Satujuang- Bupati Blitar, Rini syarifah yang diwakili Sekretaris Daerah (Sekda) Izul Marom, menghadiri perayaan hari Nyepi tahun Baru Caka 1946.
Perayaan nyepi tahun ini mengusung tema “Sat Cit Ananda Untuk Indonesia Jaya” dilaksanakan di depan RTH Wlingi kabupaten Blitar, Minggu (10/3/24).
Dalam rangka menyongsong Hari Raya Nyepi yang jatuh besok tanggal 11 Maret 2024 ini, Izul Marom mendoakan agar seluruh umat hindu Blitar Raya diberkahi kemakmuran dan kebahagiaan.
“Kegiatan Umat Hindu ini, tentunya tidak lepas dari peran serta masyarakat dari berbagai daerah, agama dan keyakinan.
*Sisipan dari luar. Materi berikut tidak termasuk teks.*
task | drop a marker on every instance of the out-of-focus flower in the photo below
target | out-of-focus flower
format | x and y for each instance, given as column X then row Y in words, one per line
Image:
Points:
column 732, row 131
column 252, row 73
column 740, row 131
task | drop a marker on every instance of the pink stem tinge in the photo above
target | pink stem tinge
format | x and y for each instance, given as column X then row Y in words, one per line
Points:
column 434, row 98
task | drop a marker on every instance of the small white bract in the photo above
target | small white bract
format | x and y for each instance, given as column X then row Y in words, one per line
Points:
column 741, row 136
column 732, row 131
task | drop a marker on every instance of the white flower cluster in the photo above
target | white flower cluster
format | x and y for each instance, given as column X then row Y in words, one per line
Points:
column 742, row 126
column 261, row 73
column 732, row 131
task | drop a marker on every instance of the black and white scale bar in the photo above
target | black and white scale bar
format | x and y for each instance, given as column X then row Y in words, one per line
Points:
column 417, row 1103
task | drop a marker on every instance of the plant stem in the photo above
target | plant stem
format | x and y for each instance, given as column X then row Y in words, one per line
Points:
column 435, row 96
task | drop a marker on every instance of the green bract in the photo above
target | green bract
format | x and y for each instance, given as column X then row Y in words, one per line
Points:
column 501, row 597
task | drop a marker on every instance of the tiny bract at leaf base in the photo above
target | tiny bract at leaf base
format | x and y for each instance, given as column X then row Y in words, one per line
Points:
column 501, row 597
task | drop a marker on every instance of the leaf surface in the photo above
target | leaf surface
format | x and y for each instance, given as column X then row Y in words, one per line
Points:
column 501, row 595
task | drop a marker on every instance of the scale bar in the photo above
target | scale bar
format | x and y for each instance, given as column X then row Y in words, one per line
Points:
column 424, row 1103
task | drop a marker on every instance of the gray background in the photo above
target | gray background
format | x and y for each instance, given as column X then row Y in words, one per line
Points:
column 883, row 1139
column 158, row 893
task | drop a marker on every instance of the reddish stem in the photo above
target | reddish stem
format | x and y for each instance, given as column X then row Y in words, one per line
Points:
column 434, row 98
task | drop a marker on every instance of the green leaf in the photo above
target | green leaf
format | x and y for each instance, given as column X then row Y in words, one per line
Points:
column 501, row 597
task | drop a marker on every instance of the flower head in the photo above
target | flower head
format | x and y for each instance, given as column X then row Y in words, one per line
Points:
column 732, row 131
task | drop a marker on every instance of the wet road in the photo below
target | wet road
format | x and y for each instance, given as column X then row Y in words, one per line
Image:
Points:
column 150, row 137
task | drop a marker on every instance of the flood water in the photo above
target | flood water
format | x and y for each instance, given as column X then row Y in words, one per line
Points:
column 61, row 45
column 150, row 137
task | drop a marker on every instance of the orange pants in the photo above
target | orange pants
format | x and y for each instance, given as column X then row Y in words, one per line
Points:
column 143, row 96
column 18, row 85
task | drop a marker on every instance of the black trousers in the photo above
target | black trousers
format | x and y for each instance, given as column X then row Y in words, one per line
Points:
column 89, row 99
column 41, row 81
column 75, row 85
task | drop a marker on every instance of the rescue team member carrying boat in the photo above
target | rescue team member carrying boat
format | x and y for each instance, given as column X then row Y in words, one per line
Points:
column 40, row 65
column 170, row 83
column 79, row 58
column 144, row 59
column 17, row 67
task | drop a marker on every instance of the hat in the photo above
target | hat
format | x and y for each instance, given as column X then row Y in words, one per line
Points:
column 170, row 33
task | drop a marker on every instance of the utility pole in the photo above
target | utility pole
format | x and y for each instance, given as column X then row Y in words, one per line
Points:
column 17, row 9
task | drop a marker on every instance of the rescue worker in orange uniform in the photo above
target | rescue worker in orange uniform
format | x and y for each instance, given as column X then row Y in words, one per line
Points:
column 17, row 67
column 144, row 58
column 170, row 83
Ini wujud kerukunan umat beragama. Dan ini harus dipertahankan. Karena memang negara kita ini sangat plural, beragam suku, agama, bahasa dan adat istiadat,” ucap Izul Marom dalam sambutannya.
Kata Izul, eberagaman membuat semakin kuat, kokoh dalam bingkai NKRI.
Jika kemarin waktu Pemilu 2024 sampat berbeda pilihan, saatnya untuk kembali bersatu saling gotog-royong membangun negeri dengan saling welas asih dan satu pemahaman yakni untuk masyarakat sejahtera, Indonesia maju.
“Dalam ajaran Hindu, ada tiga ajaran atau tuntunan suci yang sangat relevan dalam menumbuh kembangkan sikap toleransi sesama anak bangsa,” sampai Izul.
Pertama, Vasudhaiva Kutumbhakam yang berarti kita semua bersaudara, satu keluarga tunggal, tanpa membedakan agama, suku, bahasa, budaya, tradisi, dan warna kulit.
Dengan memahami dan menghayati ajaran ini, ujar Izul, niscaya bisa menjaga kesatuan dan persatuan bangsa untuk kejayaan NKRI.
Yang kedua Tat Tvam Asi, ajaran yang mengembangkan sifat saling asah, asih, dan asuh.
Diajarkan untuk mengenal dan melaksanakan rasa kebersamaan, berat ringan dipikul dan dirasakan bersama.
Gotong royong, tolong menolong hendaknya selalu dikedepankan. Kehidupan yang damai tidak mungkin terwujud tanpa adanya toleransi.
“Yaitu dengan sikap saling menghormati, menghargai, memahami maupun saling menerima adanya perbedaan,” tegasnya.
Ketiga, Tri Hita Karana yang bersumber pada keharmonisan hubungan antara manusia dengan Hyang Widhi Wasa, manusia dengan alam lingkungannya, dan manusia dengan sesamanya.
Prinsip pelaksanaannya harus seimbang, selaras antara satu dengan lainnya agar tercapai ketentraman dan kedamaian.
“Untuk itu mari kita semua merawat keberagaman ini demi utuhnya persatuan dan kesatuan. Seperti pada kegiatan tawur Kesanga yang identik dengan ogoh-ogoh ini. Buta Kala diwujudkan sebagai ogoh-ogoh adalah bagian dari pada unsur alam yang negative yang bisa memicu perpecahan dan angkara murka,” ajaknya.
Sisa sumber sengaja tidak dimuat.